Only generates synthetic samples from minority instances near the decision boundary (borderline instances). Avoids wasting capacity on clearly separable minority samples.

```python
from endgame.preprocessing import BorderlineSMOTEResampler

bsmote = BorderlineSMOTEResampler(
    k_neighbors=5,
    m_neighbors=10,
    kind='borderline-1',  # 'borderline-1' or 'borderline-2'
    random_state=42,
)
X_res, y_res = bsmote.fit_resample(X_train, y_train)
```

### Geometric Samplers

`MultivariateGaussianSMOTE` and `SimplicialSMOTE` generate synthetic samples that stay within the convex geometry of the minority class, avoiding extrapolation beyond the observed manifold.

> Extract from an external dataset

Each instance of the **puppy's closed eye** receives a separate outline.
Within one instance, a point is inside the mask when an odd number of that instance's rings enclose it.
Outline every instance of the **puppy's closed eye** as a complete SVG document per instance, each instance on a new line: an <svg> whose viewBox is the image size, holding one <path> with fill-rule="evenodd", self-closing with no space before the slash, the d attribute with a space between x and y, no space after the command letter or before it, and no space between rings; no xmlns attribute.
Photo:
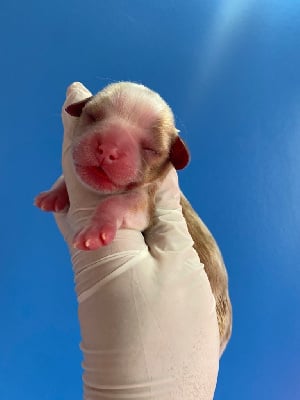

No additional dependencies required.

```python
from endgame.preprocessing import MultivariateGaussianSMOTE, SimplicialSMOTE

geo_smote = MultivariateGaussianSMOTE(sampling_strategy='auto', random_state=42)
X_res, y_res = geo_smote.fit_resample(X_train, y_train)
```

### AutoBalancer

Selects a resampling strategy automatically based on the imbalance ratio and dataset size. Evaluates multiple strategies and picks the best for the current dataset.

```python
from endgame.preprocessing import AutoBalancer

balancer = AutoBalancer(strategy='auto', random_state=42)
X_res, y_res = balancer.fit_resample(X_train, y_train)
```

### Pipeline Integration

Use `imblearn.pipeline.Pipeline` (not `sklearn.pipeline.Pipeline`) to combine resamplers with estimators:

```python
from imblearn.pipeline import Pipeline
from sklearn.ensemble import RandomForestClassifier
from endgame.preprocessing import SMOTEResampler

pipe = Pipeline([
    ('smote', SMOTEResampler(k_neighbors=5, random_state=42)),
    ('clf', RandomForestClassifier(n_estimators=200)),
])
pipe.fit(X_train, y_train)
```

For a complete list of available samplers, inspect `endgame.preprocessing.ALL_SAMPLERS`.

---

## Feature Engineering

### AutoAggregator

Generates group-level aggregation features ("magic features") that capture entity-level statistics. A core technique in many Kaggle winning solutions.

```python
from endgame.preprocessing import AutoAggregator

agg = AutoAggregator(
    group_cols=['customer_id'],
    agg_cols=['amount', 'quantity'],         # None = all numeric columns
    methods=['mean', 'std', 'min', 'max', 'skew'],
    rank_features=True,   # Adds within-group rank (key Optiver technique)
    diff_features=True,   # Adds deviation from group mean
    ratio_features=False, # Adds ratio to group mean
)
X_agg = agg.fit_transform(X_train)
```

Multi-key grouping:

```python
agg = AutoAggregator(
    group_cols=['store_id', 'product_category'],
    agg_cols=['sales'],
    methods=['mean', 'sum', 'count'],
)
```

Generated column names follow the pattern `{group}_{col}_{method}`, e.g. `customer_id_amount_mean`.

### InteractionFeatures

Creates pairwise interaction terms (products and ratios) between numeric features.

```python
from endgame.preprocessing import InteractionFeatures

interactions = InteractionFeatures(
    cols=['feature_a', 'feature_b', 'feature_c'],
    include_products=True,
    include_ratios=True,
)
X_inter = interactions.fit_transform(X_train)
```

### Temporal Feature Extraction

`TemporalFeatures` extracts datetime components and cyclical encodings from datetime columns. Cyclical encodings (sin/cos) are important for periodic features like hour-of-day or month so that December and January are close in feature space.

```python
from endgame.preprocessing import TemporalFeatures

tf = TemporalFeatures(
    datetime_cols=['timestamp'],  # None = auto-detect
    cyclical=True,                # Adds sin/cos for periodic features
    drop_original=False,
)
X_temporal = tf.fit_transform(X_train)
```

Extracted features include: `year`, `month`, `day`, `dayofweek`, `hour`, `minute`, `quarter`, `week_of_year`, `day_of_year`, `is_weekend`, `is_month_start`, `is_month_end`, and cyclical `sin`/`cos` variants for periodic components.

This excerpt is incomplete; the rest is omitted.